A temporary diversion is a channel constructed across a slope that is designed to intercept and collect stormwater, diverting it down slope to an area that is less susceptible to erosion. Temporary diversions reduce runoff velocities, allowing sediment and soluble pollutants to settle out before leaving the site.

Temporary diversions are primarily used for construction sites and include graded surfaces to redirect sheet flow, dikes, and berms. Diversions may be constructed upslope to protect exposed sites from upland runoff or down slope of sites to collect any sediment that occurs from erosion.

Advantages

  • Can significantly reduce from a site
  • Removes sediment and soluble pollutants
  • Low cost
  • Existing fill may be used for construction

Disadvantages

  • Requires a relatively large land area
  • Ineffective on sites with slopes greater than 15%
  • Has a maximum life span of 12 months

Design

Capacity

Temporary diversions should be designed, at a minimum, to convey the runoff from a 2 year, 24-hour storm event with at least 0.3 foot of additional capacity (freeboard). Temporary diversions may drain an area of no greater than 5 acres.

Shape and Slope

Temporary diversions may be parabolic, trapezoidal, or V-shaped with a minimum ridge width of 2 feet.

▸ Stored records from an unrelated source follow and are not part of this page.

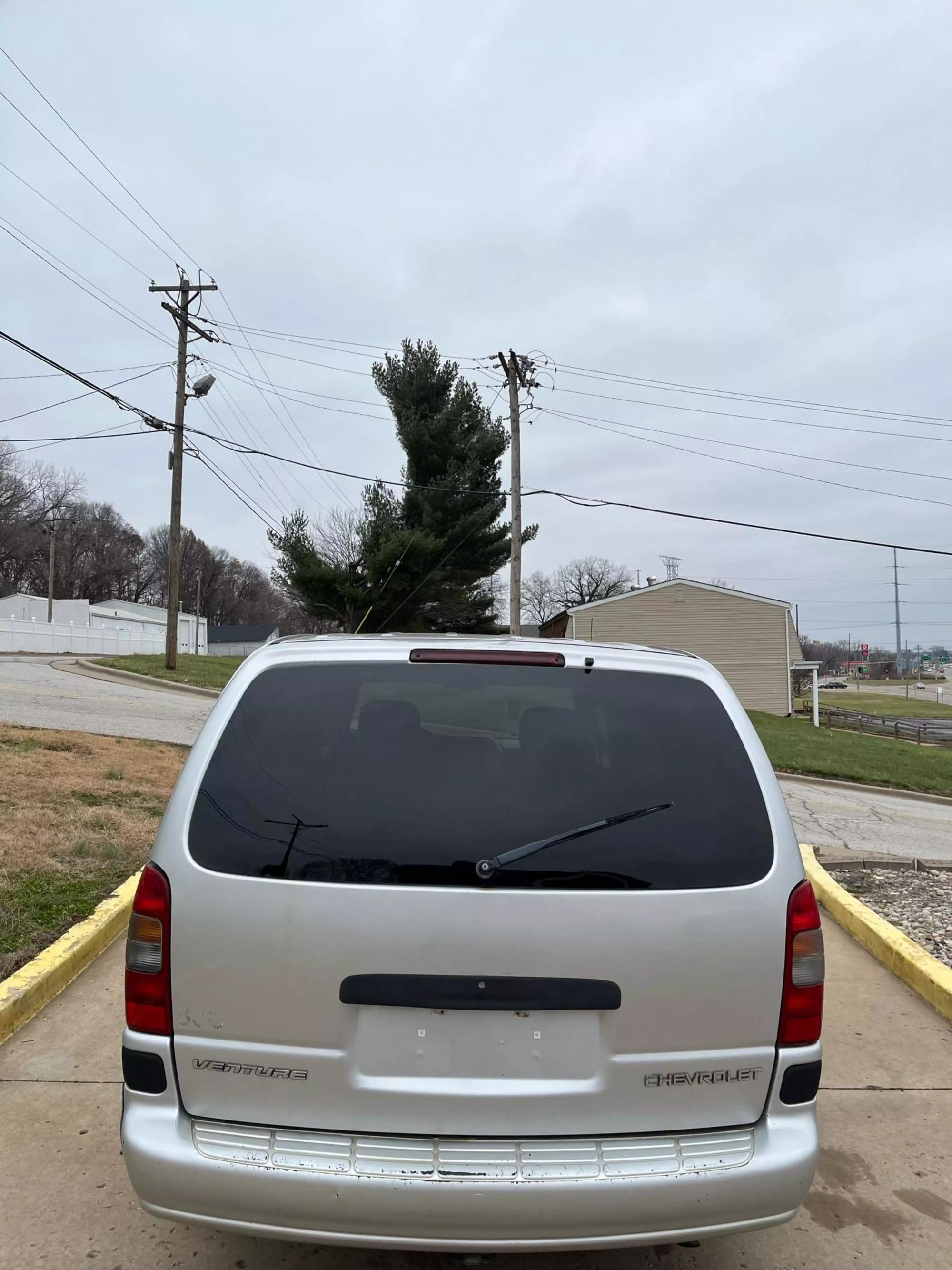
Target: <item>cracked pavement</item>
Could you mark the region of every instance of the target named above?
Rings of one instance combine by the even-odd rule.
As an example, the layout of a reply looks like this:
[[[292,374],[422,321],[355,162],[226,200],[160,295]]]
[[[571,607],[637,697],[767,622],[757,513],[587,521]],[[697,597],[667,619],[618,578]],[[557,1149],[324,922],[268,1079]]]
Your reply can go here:
[[[801,842],[952,864],[952,803],[778,780]]]
[[[62,660],[56,658],[51,660]],[[0,658],[0,720],[190,745],[215,702]],[[779,777],[801,842],[952,862],[952,803]]]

Side slopes should be flatter than 3:1, as steeper slopes may be unstable and make maintenance and repair activities more frequent. Channel slopes depend upon the topography of the site, but should be designed so that sheet flow is sustained and water velocities are maintained below 5.0 ft/s. Channel slopes that exceed 2% require stabilization from vegetation or erosion matting. In addition, the slope behind the dike must be great enough to assure proper drainage, but must be flat enough so that erosion of the structure does not occur during high volume periods of runoff.

Outlets

The outlet selected for each diversion will vary upon the needs of each site. Outlets should be stable and non-erosive and may be vegetated, paved, rock-lined with geotextile fabric, or drain tiled. If a vegetated outlet is chosen, it must be constructed before the rest of the diversion to allow time for the vegetation to become established. Outlets may also incorporate riprap or gabions to further prevent erosion and reduce the velocity of outflows.

Vegetation

If temporary diversions are used longer than 30 days, vegetation must be established (Diversions used less than 30 days must be mulched). Plant species selected should meet the following criteria:
  • Native species may be used with careful selection (refer to Native Plants)
  • Species should be tolerant to frequent inundation as well as extended dry periods
  • Species should be resistant to metting
  • Species should form a dense cover
  • Avoid exotic, noxious, and invasive species

Construction and Maintenance

  • Diversions should be mulched immediately after grading to prevent erosion of the structure
  • Temporary diversions should be inspected for damage after each rainfall
  • Routine inspections should be performed weekly - any damage should be repaired immediately

Method to Determine Practice Efficiency

Diversions effectively reduce the slope length by diverting runoff away from slopes and other areas that are prone to erosion. The efficiency for this practice is thus derived from the reduction in slope length that it provides. To calculate the efficiency, simply use the new, reduced slope length in place of the pre-existing one in the USLE and recalculate. The difference is the efficiency for the practice.